My Pilates instructor is one of the healthiest and fittest people I know. She was swimming at her gym when an eight-year-old girl came over to her and said, “Oh, you’re not doing it right! I can teach you how to swim so that you can lose more weight!” We were stunned.
This is what little girls think. They think the sole purpose of exercise is weight loss, and the best way to have a body is to have a skinny body.
Body image issues can start at ages as early as five according to CNN. Kids are not born with these beliefs. We are part of a society that teaches children to be dissatisfied with their looks and their bodies. There are countless harmful media messages that have been hurting kids’ body image for decades. One of those messages is the idea that exercise is all about how your body looks.
From a young age, children learn, whether from media advertisements or from the adults in their lives, that exercise is a tool for changing the appearance of your body. Exercise is a way to get thinner, or more toned, or more “ripped” and muscular. While exercise has the power to do all of these things, there are countless other powers that exercise has.

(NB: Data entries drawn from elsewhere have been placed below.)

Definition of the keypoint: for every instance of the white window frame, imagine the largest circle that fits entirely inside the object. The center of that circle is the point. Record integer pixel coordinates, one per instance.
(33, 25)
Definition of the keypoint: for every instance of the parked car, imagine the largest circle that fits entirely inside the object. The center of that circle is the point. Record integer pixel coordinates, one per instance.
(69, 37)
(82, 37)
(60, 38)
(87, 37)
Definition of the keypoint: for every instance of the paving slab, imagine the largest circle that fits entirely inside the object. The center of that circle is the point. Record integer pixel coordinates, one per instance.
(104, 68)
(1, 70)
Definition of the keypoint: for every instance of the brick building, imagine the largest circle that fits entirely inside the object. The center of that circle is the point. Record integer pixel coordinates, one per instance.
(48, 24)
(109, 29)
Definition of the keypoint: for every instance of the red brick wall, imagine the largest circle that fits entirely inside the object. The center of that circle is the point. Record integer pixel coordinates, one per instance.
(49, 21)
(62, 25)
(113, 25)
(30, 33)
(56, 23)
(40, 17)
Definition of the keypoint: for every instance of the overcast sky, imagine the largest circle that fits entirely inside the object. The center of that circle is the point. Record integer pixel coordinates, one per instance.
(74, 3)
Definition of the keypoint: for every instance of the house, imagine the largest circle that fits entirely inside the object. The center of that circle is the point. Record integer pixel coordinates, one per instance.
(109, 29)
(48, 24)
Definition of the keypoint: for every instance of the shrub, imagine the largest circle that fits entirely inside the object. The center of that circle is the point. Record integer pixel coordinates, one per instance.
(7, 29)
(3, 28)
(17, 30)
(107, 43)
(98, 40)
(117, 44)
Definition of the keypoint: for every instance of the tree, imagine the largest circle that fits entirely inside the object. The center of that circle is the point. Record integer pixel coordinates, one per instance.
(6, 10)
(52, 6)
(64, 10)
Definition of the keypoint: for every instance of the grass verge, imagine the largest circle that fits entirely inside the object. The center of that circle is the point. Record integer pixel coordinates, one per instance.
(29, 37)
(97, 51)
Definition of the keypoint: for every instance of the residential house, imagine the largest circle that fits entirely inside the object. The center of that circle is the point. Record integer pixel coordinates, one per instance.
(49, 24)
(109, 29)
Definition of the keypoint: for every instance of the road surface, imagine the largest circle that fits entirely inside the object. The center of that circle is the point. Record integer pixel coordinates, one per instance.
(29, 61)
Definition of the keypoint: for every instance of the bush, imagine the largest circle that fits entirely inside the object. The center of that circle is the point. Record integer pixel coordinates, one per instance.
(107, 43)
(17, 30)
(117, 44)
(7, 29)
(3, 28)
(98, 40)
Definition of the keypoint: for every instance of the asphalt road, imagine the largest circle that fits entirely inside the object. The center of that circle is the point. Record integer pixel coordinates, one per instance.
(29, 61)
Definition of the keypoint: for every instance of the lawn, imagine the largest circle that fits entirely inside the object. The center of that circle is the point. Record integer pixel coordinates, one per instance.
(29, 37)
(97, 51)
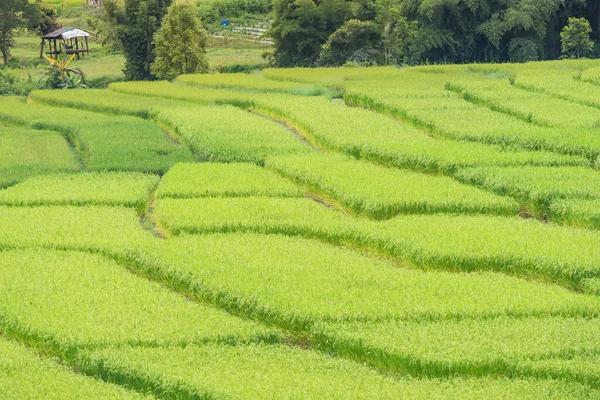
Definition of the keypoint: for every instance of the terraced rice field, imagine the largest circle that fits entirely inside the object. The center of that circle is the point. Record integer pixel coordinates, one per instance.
(427, 233)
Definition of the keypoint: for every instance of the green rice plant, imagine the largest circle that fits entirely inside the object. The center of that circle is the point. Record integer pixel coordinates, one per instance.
(26, 152)
(25, 375)
(167, 90)
(457, 243)
(381, 193)
(292, 216)
(228, 134)
(502, 345)
(330, 76)
(63, 299)
(224, 180)
(129, 189)
(561, 83)
(97, 100)
(260, 371)
(214, 133)
(537, 185)
(583, 213)
(580, 368)
(109, 229)
(249, 82)
(295, 279)
(388, 141)
(105, 142)
(523, 247)
(452, 117)
(533, 107)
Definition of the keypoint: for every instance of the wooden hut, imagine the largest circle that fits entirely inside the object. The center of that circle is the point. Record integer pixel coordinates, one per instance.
(68, 40)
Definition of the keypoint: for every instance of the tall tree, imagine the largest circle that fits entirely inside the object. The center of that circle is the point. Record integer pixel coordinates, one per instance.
(142, 20)
(180, 44)
(576, 37)
(15, 14)
(301, 27)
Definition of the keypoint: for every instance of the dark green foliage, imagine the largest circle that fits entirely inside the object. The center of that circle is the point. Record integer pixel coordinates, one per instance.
(420, 31)
(523, 50)
(301, 27)
(142, 20)
(217, 9)
(15, 14)
(106, 21)
(179, 44)
(48, 15)
(575, 37)
(355, 41)
(12, 85)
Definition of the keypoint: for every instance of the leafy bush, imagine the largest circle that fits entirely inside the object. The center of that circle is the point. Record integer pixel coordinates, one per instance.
(523, 50)
(350, 43)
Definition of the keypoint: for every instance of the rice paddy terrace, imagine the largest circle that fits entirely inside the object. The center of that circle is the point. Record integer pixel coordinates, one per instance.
(423, 233)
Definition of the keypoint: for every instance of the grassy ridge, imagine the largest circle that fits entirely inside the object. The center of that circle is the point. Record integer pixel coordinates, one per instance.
(382, 193)
(224, 180)
(318, 281)
(248, 82)
(537, 185)
(388, 142)
(92, 301)
(25, 153)
(24, 375)
(104, 143)
(460, 243)
(248, 372)
(127, 189)
(584, 213)
(228, 134)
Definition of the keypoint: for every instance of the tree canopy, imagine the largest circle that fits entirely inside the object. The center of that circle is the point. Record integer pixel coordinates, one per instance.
(180, 44)
(416, 31)
(15, 14)
(136, 33)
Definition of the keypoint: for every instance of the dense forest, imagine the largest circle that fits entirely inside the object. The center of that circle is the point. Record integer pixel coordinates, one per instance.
(334, 32)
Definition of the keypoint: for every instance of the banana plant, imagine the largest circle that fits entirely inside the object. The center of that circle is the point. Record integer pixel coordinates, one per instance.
(61, 76)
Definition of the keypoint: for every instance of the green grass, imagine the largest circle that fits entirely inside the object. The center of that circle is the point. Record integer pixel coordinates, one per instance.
(25, 375)
(381, 193)
(389, 141)
(259, 371)
(70, 299)
(228, 134)
(479, 347)
(104, 143)
(316, 281)
(583, 213)
(111, 188)
(250, 82)
(110, 229)
(533, 107)
(224, 180)
(26, 152)
(537, 185)
(256, 214)
(513, 245)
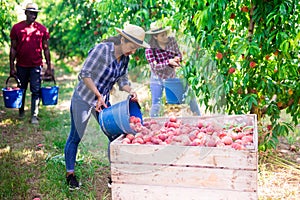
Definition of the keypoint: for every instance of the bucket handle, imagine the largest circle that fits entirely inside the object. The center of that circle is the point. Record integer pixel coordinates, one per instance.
(52, 79)
(129, 99)
(16, 79)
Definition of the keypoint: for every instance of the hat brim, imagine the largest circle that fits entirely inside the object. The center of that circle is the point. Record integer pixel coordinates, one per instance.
(31, 10)
(144, 44)
(159, 31)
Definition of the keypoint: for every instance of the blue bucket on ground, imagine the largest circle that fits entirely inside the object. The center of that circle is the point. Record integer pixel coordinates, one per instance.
(13, 96)
(175, 89)
(49, 94)
(114, 120)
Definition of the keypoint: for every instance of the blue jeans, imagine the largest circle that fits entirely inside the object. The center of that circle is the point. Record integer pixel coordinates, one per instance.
(157, 88)
(30, 75)
(80, 114)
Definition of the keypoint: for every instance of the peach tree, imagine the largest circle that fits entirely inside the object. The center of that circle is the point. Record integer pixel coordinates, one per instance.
(245, 58)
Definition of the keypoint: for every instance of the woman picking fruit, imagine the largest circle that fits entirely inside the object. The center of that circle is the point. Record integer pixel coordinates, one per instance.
(106, 64)
(164, 57)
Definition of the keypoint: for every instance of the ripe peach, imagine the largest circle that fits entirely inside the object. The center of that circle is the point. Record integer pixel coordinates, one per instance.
(227, 140)
(130, 136)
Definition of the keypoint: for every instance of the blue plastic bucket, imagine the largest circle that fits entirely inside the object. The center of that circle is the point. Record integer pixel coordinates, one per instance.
(50, 94)
(114, 120)
(175, 89)
(12, 96)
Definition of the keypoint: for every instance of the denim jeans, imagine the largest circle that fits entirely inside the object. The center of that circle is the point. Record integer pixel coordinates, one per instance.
(30, 75)
(157, 88)
(80, 112)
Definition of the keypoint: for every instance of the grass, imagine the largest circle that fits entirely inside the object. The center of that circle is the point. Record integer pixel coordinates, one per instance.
(31, 157)
(32, 160)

Many believe that you use exercise as a way to either change or maintain the appearance of your body. If you have no desire to do either of those things, then you have no reason to exercise. This could not be further from the truth.
Regardless of the way your body looks or the way you want your body to look, exercise is both beneficial and enjoyable. Exercise keeps your mind and body healthy and keeps your energy up. Physical activity is important for keeping the chemicals in your brain in balance and remaining upbeat and happy. Working out can also be a fantastic social activity with friends or family. Or, it can be an excuse for some “me time” when you have been busy.
It is important that we, as adults, focus on and talk about the many benefits of exercise aside from the appearance-based benefits. Children need to receive the message that exercise is about holistic health and happiness, not punishment or changing the way you look. Kids need to feel that exercise can be fun and is not something miserable that you force yourself to do in order to stop feeling guilty or “lazy.” Mind, heart, and body are all connected, and being physically active is about much more than your physical body.
By the way, it isn’t just kids that need to relearn this. We all do too.